Let's be direct about what this migration costs you:

  • Engineering time: Plan for 2 to 4 weeks of dedicated engineering effort for a team with 50+ linked accounts across 5+ providers. The token import is fast; writing and testing JSONata mappings to match Apideck's exact response shape is the slow part.
  • Rate limit responsibility shifts to you. On Apideck, rate limit handling was opaque. On Truto, you get standardized headers and must implement your own backoff. This is more control, but also more code.
  • Provider-specific quirks don't disappear. Salesforce's SOQL-based filtering, HubSpot's association API, QuickBooks' realm_id requirement - these all still exist regardless of which unified API sits in front of them. A new platform doesn't make bad vendor APIs better.

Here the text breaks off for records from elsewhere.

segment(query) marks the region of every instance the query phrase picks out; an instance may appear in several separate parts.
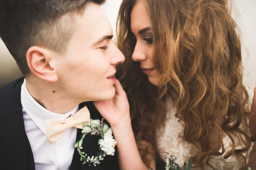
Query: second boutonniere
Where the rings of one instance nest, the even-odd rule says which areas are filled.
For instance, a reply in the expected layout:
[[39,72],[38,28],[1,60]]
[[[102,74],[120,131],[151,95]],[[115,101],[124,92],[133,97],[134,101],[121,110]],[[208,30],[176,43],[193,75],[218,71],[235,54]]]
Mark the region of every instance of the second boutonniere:
[[[76,143],[75,147],[77,147],[77,150],[81,156],[81,161],[83,164],[89,164],[96,166],[99,164],[100,161],[104,159],[106,155],[113,156],[115,154],[115,146],[116,144],[116,141],[112,135],[111,128],[108,125],[103,123],[103,119],[99,120],[91,119],[88,125],[84,124],[82,130],[83,136]],[[92,135],[98,135],[100,139],[98,142],[99,145],[99,151],[96,156],[89,156],[83,152],[82,144],[85,135],[90,133]]]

The upside: you get custom field mappings on every plan, proactive token refresh that catches failures before users do, and a declarative architecture where adding a new integration is a data operation, not a code deployment.

What Comes Next

If you are at the point where Apideck's constraints are blocking enterprise deals or causing compliance gaps, the migration is worth doing. The average company uses over 100 SaaS apps, and your customers expect every one of them to integrate with your product.

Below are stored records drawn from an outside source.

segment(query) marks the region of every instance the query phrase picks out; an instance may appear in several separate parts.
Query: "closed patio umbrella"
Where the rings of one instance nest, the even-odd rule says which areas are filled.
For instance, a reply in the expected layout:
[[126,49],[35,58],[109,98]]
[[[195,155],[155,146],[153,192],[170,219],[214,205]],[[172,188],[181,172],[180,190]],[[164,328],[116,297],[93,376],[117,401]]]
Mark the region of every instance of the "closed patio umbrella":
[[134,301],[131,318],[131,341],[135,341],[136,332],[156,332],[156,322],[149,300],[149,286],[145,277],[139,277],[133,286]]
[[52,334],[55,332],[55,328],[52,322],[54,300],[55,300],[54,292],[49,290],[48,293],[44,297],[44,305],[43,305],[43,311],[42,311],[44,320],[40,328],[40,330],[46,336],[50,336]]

Check your OAuth app ownership first, export your tokens before deprovisioning anything, and use declarative schema mappings to preserve your frontend contract. By understanding the mechanics of OAuth token portability and taking control of your own rate limit queues, you can upgrade your integration infrastructure without ever asking a customer to hit "Reconnect."

FAQ

Can I migrate from Apideck to another unified API without re-authenticating my users?
Yes, if you brought your own OAuth app credentials (your own client_id and client_secret) when setting up integrations in Apideck. The tokens were issued to your OAuth application, so any platform holding those same credentials can refresh them. If you used Apideck's managed OAuth app, those specific connections will require re-authentication.
Does Apideck expose raw OAuth tokens through its Vault API?
No. Apideck's Vault API has an import endpoint for bringing tokens into Apideck, but no corresponding export endpoint that returns raw access_token or refresh_token values. The standard Get Connections endpoint returns connection metadata but not the actual tokens. You will need to contact Apideck support for a credential export.
How do I check if I own the OAuth app used in Apideck?
Log into the Apideck dashboard, navigate to Configuration, select your connector, and look for the OAuth credentials section. If it shows 'Use your client credentials' with your own values, you own the app. You can also check your provider's developer console to see if the OAuth app with redirect URI https://unify.apideck.com/vault/callback belongs to your organization.
What happens to API key connections during migration from Apideck?
API key connections are simpler to migrate than OAuth. You can retrieve connection settings through Apideck's Vault API GET endpoint, extract the API key and configuration values, and import them into Truto's generic context. There is no token refresh cycle or OAuth app dependency to worry about.
How does Truto handle token refresh for migrated OAuth connections?
Truto uses proactive token refresh. When you import an OAuth token, the platform reads the expires_at timestamp and schedules a background task to refresh the token 60-180 seconds before it expires. If the refresh fails, the account is marked as needs_reauth and a webhook event is fired so you can prompt only the affected user to reconnect.
What is the rollback strategy if the Apideck migration fails?
During canary testing, keep Apideck connections active and use a feature flag to route traffic. If issues arise, flip the flag to route back to Apideck instantly. Only deprovision Apideck connections after Truto has successfully refreshed every token at least once. Keep your Apideck subscription active for at least 2 weeks after full cutover.